The following features are bascially complete, to the C++23 specifications where
applicable.  I am aware of a handful of minor outstanding conformance issues, which should
not be noticed in normal circumstances, that I will fix soon.

- lexing
- macro expansion, including __VA_OPT__ and whitespace correctness
- predefined and built-in macros
- interpretation of literals
- expression parsing
- expression evaluation
- preprocessed output
- all directives
- _Pragma
- __has_include, __has_cpp_attribute
- the diagnostic framework.  Colourized output to a Unicode terminal is supported,
  as are translations (none provided!).  The framework could be hooked up to an IDE.
- display of the macro expansion stack in diagnostics with precise caret locations and
  range highlights
- conversion of Unicode character names (those in `\N{}` escapes) to codepoints.  My
  implementation is based on the ideas described by cor3ntin at
  https://cor3ntin.github.io/posts/cp_to_name/.  I added some ideas and improvements of my
  own to achieve roughly 20% tighter compaction - see
  https://github.com/kyuupichan/kcpp/blob/master/src/kcpp/unicode/cp_name_db.py.


Incomplete or Missing
=====================

The multiple-include optimization is not yet implemented.

The following are serious projects:

- C++ modules - I've not fully figured out how these work in C++ or how they interact with
  the preprocessor.  So unlikely to be tackled until some kind of real frontend exists.
- precompiled headers - possibly an idea and I suspect largely overlaps with modules.
  Again, Python is a good place to experiment before attempting an implementation in C++.


Future
======

Features like ``Makefile`` output are worth considering going forwards.
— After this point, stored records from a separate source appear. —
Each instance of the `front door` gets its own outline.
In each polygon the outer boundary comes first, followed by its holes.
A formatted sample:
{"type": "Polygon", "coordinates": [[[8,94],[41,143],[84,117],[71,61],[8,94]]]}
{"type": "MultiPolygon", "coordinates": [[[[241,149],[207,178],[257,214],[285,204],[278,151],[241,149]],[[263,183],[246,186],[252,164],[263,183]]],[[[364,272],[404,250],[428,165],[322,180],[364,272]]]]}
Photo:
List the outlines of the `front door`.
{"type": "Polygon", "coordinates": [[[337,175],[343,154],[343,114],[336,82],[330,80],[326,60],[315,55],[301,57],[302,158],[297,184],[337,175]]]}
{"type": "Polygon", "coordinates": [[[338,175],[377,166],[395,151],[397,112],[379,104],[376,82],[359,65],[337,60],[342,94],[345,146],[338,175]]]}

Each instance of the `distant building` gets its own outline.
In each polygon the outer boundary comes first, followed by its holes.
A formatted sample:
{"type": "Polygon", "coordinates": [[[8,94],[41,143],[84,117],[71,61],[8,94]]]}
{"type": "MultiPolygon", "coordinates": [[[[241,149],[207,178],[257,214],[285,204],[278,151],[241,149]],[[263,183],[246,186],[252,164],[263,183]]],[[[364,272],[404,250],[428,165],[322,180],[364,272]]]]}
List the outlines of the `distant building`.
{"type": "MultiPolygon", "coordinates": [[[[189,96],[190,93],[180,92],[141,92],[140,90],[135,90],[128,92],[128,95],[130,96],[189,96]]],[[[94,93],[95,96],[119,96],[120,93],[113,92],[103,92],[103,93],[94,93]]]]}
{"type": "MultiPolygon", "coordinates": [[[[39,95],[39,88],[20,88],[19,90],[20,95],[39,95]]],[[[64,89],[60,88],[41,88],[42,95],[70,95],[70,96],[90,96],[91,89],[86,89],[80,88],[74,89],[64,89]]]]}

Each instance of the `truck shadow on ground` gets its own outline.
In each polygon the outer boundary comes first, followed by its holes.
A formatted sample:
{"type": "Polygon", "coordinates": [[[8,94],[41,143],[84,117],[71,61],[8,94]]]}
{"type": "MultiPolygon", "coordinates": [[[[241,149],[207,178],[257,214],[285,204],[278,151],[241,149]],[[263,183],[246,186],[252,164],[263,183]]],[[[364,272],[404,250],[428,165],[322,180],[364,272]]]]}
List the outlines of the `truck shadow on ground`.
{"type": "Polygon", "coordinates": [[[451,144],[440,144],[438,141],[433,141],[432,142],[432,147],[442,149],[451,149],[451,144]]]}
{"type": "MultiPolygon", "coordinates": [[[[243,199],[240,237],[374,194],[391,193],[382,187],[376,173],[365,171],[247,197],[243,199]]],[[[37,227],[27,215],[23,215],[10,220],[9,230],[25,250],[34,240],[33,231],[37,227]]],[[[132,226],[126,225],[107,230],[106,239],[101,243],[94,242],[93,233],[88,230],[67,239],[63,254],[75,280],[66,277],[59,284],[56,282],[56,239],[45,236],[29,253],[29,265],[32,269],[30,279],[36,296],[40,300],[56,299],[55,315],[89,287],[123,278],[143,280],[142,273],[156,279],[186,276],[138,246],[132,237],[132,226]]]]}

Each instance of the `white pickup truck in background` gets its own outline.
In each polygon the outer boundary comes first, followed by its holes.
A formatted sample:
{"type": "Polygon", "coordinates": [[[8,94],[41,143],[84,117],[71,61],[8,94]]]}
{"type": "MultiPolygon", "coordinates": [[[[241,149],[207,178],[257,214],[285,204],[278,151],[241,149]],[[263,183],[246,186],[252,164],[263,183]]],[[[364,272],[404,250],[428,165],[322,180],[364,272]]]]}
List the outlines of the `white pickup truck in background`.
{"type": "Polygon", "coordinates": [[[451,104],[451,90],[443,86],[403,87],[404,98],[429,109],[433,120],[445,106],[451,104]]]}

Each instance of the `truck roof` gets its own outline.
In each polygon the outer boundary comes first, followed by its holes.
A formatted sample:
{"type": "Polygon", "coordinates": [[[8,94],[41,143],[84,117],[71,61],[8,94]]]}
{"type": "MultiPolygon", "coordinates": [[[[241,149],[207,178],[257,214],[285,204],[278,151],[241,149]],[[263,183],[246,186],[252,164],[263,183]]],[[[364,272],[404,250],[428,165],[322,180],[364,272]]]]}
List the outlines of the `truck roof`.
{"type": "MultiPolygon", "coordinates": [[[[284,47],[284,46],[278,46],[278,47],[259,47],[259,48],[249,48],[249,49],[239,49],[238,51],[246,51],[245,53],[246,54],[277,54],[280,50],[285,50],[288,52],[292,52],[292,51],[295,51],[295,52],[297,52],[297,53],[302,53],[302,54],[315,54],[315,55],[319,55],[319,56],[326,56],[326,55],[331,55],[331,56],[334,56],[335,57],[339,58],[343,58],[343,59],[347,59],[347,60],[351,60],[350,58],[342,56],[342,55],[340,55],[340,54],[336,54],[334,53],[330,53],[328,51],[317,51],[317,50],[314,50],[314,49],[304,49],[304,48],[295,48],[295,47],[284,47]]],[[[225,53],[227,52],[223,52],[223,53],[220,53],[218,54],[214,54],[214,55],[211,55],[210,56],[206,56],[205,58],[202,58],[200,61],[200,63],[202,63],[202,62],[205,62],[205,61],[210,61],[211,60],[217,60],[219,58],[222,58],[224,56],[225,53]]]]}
A logical next step is to become a front-end in Python.

It should be easy to extend the code to provide hooks for analysis or other tools needing
a preprocessor back-end.

Feature requests are welcome.


Documentation
=============

Soon.  The code is well-commented and reasonably clean though - it shouldn't be hard to
figure out.


Tests
=====

My testuite for the code is mostly private.  Test case submissions for the public repo
(using pytest) are welcome.

Bug reports are also welcome.


ChangeLog
=========

0.5 2025-04-07

_Pragma, #pragma, __has_include(), __has_cpp_attribute() implemented.  Several bugs fixed.

0.4.1 2025-04-02

Change directory layout so I don't have to fight setuptools.

0.4 2025-04-02

#include implemented.  Skinning.  Preprocessed output done.

0.3  2025-03-28

Macro expansion imlementation complete.  #line implemented.

0.2  2025-03-23

Object-like macro expansion, and diagnostics with a macro stack, are implemented.

0.1  2025-03-16

Initial release.  Quite incomplete but progress from here should be rapid.